L’individualisme anarchiste fait reposer l’émancipation sur l’individu. Celui-ci se trouve en lutte contre toutes les formes
d’oppression qui peuvent le toucher. Une femme individualiste anarchiste s’opposera à l’autorité et au contrôle que l’Église fait peser sur son corps et sa sexualité, sur la domination que son mari ou son compagnon peut tenter d’exercer sur elle…

Néanmoins, l’individualisme anarchiste ne peut constituer la théorisation qui serait adéquate pour penser l’anarchisme et plus
encore un anarchisme féministe. En effet, ce courant souffre de deux limites principales. D’une part, il présuppose que l’individualité préexiste à la société. De fait, il suppose qu’il est possible de penser
l’émancipation de manière strictement individuelle ou même de manière opposée à autrui ou à la société en général. Il serait
ainsi possible de penser l’individu contre la société5.
D’autre part, l’individualisme pense qu’il est possible de transformer les
individus en se centrant sur une éthique individuelle sans transformer les structures sociales économiques et politiques. De fait, il suffirait de changer sa sexualité ou son rapport à l’autorité. Si tous les êtres
humains modifiaient leur comportement individuel à partir de l’adoption d’une autre éthique de vie personnelle, alors par addition ce serait l’ensemble de la société qui serait amenée à se transformer.
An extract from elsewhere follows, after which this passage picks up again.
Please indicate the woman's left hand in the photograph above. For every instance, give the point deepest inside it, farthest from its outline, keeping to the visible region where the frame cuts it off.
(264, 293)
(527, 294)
Il est certes possible de critiquer les conceptions qui à l’inverse ne laissent aucune place à l’initiative individuelle dans la transformation
de la société, mais il paraît difficile de nier qu’étant donné le caractère
social de l’existence humaine, les individus sont pris dans des relations et des formes d’organisations économiques et politiques qui ne dépendent pas uniquement de leur désir individuel.

Si l’on transpose les critiques que nous adressons à l’anarchisme individualiste aux théories féministes ou liées au féminisme, on pourra s’apercevoir que les politiques queer, en particulier dans la version initiale qu’en avait donnée Judith Butler6, centrée sur le fait de performer son genre, c’est-à-dire de jouer le genre de manière à en montrer le caractère construit, peuvent subir
le même type de critique. En effet, elles renvoient la question de la transformation des rapports de genre à une pratique individuelle, sans les articuler explicitement à la dimension politique et économique des rapports de genre.